How do you decide what you’re going to be when you grow up? Some people know from the moment they are children what they want to be. They go through life working hard to get there. And that’s great for them. It’s clean, it’s a set path with maybe a few bumps in the road but the goal is there. I’m not one of those people. 
I am fascinated with many things in this world. I want to be a doctor, a teacher, an astronaut, a personal trainer, and sometimes I just want to quit it all and be a bum. 
I don’t know if this is like this for others but I was always told that I could do anything I wanted if I put my mind to it. I love that. I love having that freedom. But sometimes it’s a bit too much freedom.

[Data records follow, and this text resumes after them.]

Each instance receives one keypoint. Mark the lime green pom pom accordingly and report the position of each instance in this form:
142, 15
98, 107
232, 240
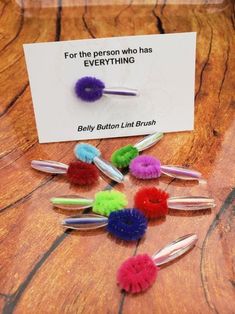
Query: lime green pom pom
108, 201
122, 157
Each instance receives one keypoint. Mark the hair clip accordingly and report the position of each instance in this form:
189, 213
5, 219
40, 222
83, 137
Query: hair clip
122, 157
155, 202
104, 203
148, 167
91, 89
89, 153
77, 172
138, 273
127, 224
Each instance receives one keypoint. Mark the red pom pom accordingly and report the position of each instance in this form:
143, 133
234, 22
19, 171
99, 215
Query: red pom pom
82, 173
137, 273
152, 202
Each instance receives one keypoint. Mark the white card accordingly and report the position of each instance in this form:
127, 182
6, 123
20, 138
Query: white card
160, 67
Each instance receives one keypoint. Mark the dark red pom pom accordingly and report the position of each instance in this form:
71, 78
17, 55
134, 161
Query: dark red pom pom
137, 273
82, 173
152, 202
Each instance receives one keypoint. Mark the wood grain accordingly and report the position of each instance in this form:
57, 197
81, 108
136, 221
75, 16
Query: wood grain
45, 269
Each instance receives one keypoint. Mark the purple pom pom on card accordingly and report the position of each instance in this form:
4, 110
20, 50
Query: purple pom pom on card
89, 88
145, 167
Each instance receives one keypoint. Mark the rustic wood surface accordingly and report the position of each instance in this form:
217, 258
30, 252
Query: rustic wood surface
45, 269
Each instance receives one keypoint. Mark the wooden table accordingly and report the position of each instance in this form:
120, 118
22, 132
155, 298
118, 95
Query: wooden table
45, 269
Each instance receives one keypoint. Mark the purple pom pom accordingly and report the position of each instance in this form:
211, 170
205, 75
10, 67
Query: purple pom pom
145, 167
89, 88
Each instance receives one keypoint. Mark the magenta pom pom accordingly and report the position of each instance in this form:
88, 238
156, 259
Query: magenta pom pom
145, 167
137, 273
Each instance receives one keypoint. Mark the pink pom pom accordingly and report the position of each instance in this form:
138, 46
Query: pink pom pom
137, 273
145, 167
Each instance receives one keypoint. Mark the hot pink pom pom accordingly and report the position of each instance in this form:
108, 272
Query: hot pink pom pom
145, 167
137, 273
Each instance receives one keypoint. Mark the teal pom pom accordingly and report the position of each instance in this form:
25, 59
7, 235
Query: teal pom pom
86, 152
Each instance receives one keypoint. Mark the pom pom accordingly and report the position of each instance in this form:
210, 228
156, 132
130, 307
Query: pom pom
108, 201
122, 157
127, 224
145, 167
89, 88
82, 173
86, 152
137, 273
152, 202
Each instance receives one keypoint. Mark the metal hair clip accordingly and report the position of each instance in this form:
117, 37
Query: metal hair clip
148, 167
89, 153
104, 202
127, 224
154, 202
77, 172
91, 89
139, 272
122, 157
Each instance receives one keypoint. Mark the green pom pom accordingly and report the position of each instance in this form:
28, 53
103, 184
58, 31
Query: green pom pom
122, 157
108, 201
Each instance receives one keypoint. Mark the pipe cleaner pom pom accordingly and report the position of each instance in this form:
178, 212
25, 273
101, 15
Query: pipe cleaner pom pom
82, 173
122, 157
86, 152
137, 273
127, 224
152, 202
89, 88
108, 201
145, 167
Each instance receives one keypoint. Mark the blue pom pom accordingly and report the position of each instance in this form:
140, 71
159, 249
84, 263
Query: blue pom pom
89, 88
127, 224
86, 152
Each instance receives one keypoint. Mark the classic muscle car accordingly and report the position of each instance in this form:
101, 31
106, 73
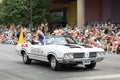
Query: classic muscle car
61, 50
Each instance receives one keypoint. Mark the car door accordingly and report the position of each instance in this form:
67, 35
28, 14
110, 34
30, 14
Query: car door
37, 52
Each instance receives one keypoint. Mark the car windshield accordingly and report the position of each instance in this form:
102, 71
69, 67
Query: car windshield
59, 40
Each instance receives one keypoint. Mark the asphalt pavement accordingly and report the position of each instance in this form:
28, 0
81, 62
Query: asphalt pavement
12, 68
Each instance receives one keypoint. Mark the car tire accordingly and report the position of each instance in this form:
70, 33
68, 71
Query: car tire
91, 66
26, 59
54, 65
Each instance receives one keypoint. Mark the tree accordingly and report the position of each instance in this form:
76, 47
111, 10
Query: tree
18, 11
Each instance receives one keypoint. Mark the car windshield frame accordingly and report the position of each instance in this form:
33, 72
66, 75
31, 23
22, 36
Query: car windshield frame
59, 40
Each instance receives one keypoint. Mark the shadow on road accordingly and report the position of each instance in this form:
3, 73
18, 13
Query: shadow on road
45, 65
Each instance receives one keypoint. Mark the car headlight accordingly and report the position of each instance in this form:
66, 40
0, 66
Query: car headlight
68, 55
100, 54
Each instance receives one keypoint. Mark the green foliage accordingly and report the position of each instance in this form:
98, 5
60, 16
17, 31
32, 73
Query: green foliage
18, 11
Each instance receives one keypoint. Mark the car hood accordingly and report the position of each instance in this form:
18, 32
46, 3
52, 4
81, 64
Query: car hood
66, 48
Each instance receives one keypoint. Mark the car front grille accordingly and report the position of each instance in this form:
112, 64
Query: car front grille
92, 55
79, 55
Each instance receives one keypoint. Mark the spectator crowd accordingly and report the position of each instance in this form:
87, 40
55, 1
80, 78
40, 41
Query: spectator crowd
103, 35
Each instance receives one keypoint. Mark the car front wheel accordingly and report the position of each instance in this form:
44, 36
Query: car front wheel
91, 66
54, 65
26, 59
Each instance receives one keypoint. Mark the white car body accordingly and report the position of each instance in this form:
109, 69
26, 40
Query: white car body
63, 53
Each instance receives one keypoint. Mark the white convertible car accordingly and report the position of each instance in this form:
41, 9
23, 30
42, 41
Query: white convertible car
61, 50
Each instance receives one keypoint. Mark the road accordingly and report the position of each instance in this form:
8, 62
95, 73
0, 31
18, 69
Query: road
12, 68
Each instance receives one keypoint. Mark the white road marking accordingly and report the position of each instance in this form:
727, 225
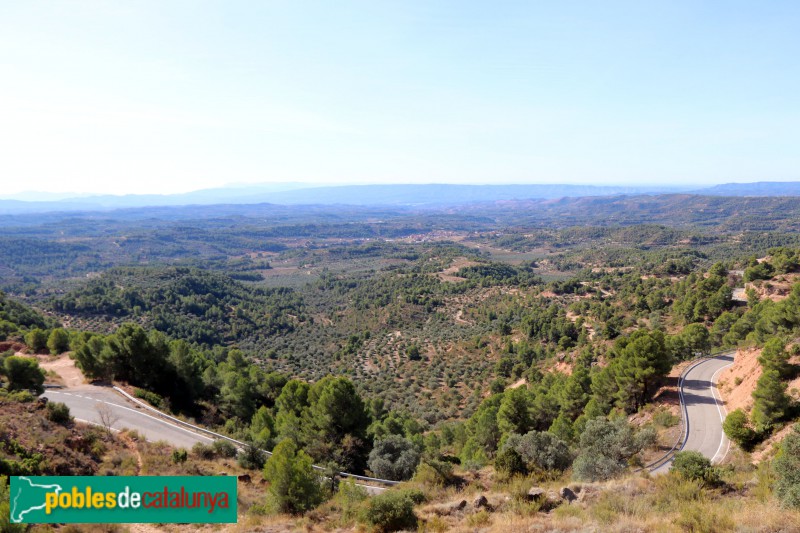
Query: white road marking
161, 420
720, 408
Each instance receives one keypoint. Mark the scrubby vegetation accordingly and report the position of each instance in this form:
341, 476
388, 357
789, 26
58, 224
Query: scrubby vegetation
530, 362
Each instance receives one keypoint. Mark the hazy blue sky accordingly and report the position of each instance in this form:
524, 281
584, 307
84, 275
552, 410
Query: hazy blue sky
166, 96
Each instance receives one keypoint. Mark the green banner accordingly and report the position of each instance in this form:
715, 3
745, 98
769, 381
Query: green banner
122, 500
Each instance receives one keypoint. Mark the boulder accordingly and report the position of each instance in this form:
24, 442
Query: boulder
446, 509
567, 494
481, 502
536, 493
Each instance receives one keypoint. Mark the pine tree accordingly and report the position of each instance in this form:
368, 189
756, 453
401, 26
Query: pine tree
771, 401
294, 487
775, 357
787, 470
513, 416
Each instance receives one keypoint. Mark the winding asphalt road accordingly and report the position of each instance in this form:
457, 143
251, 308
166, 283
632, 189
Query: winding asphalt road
83, 403
704, 410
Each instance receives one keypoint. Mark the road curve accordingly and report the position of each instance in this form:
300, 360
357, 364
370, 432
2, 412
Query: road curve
703, 410
83, 404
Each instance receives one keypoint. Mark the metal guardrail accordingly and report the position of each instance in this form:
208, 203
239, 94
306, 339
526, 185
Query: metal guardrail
240, 444
683, 436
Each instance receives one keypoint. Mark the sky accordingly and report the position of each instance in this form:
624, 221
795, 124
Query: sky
165, 96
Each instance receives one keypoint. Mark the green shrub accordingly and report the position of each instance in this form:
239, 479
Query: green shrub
349, 499
203, 451
294, 486
737, 428
694, 466
509, 462
150, 397
251, 457
23, 374
540, 450
787, 470
394, 457
606, 447
179, 456
223, 448
392, 510
58, 412
6, 526
434, 473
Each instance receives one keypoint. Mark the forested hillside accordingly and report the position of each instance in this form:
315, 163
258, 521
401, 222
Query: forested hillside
418, 352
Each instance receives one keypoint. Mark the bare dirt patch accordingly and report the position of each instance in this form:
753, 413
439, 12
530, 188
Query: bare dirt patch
64, 366
738, 381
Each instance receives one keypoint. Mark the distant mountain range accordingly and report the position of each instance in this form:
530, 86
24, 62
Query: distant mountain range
390, 195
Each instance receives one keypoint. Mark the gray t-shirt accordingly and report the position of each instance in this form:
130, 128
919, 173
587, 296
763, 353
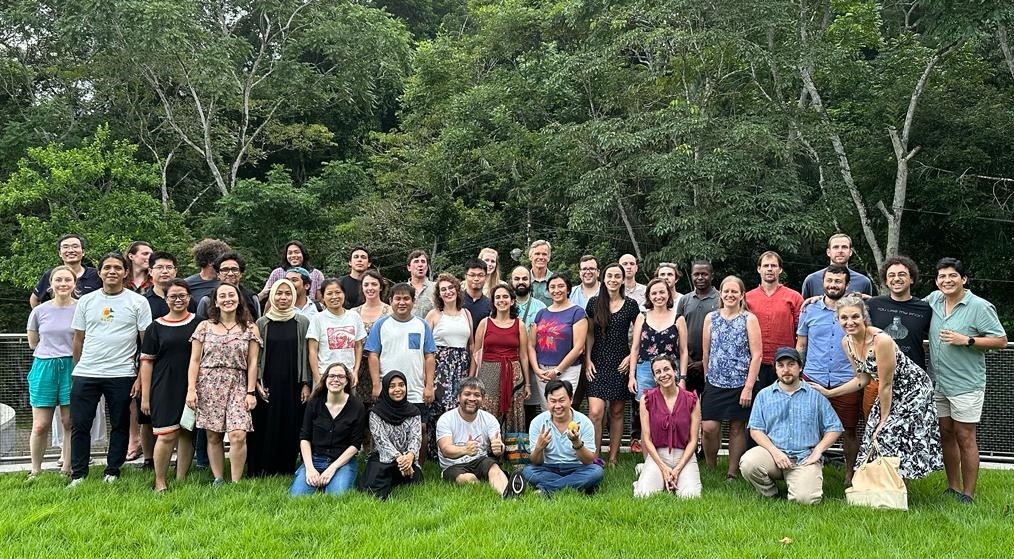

If you believe you can do anything, then how do you narrow down the list of everything?! This has been the struggle of my short adult life. I’ve started college multiple times for different degrees but end up stopping because I’m not enjoying it anymore. 
Recently, I was thinking about changing jobs within the company I currently work for. Right now I’m in management and I was thinking about leaving it for a more technology-based job. It was going to solve all my immediate problems and life would be good. 
I then spoke to a mentor of mine who reminded me to think about the future and what I see myself doing. I answered that I saw myself in higher-up management. He told me that his advice would be to stay in school to get my business degree and not change jobs. He told me if I stay where I am then it looks better on my resume than the other job for my long-term goals. It was all logical and made sense. 
I then called my stepdad and talked to him. I realized in that conversation I had already made up my mind to stay in my current job. He said to me “I feel like you want me to debate you but there’s not a lot of debate because you’ve thought about everything.” He was right. That no matter what he had said, I already made up my mind. 
This doesn’t really answer the question, “how do you decide what you’re going to be when you grow up” because I don’t know how I decided. I had an instinct and when anyone tried to debate me, I had an answer for why that wouldn’t work. Which showed me that I already made up my mind and that I just needed to come to terms and be confident in the decision. 
If you find yourself trying to answer a question, try flipping a coin to answer it. Not to see what the coin says but to see what you are hoping it lands on. Whatever you are hoping it lands on, go with that regardless of the actual outcome of the coin. If you genuinely don’t care what it lands on, then find a different question to ask it.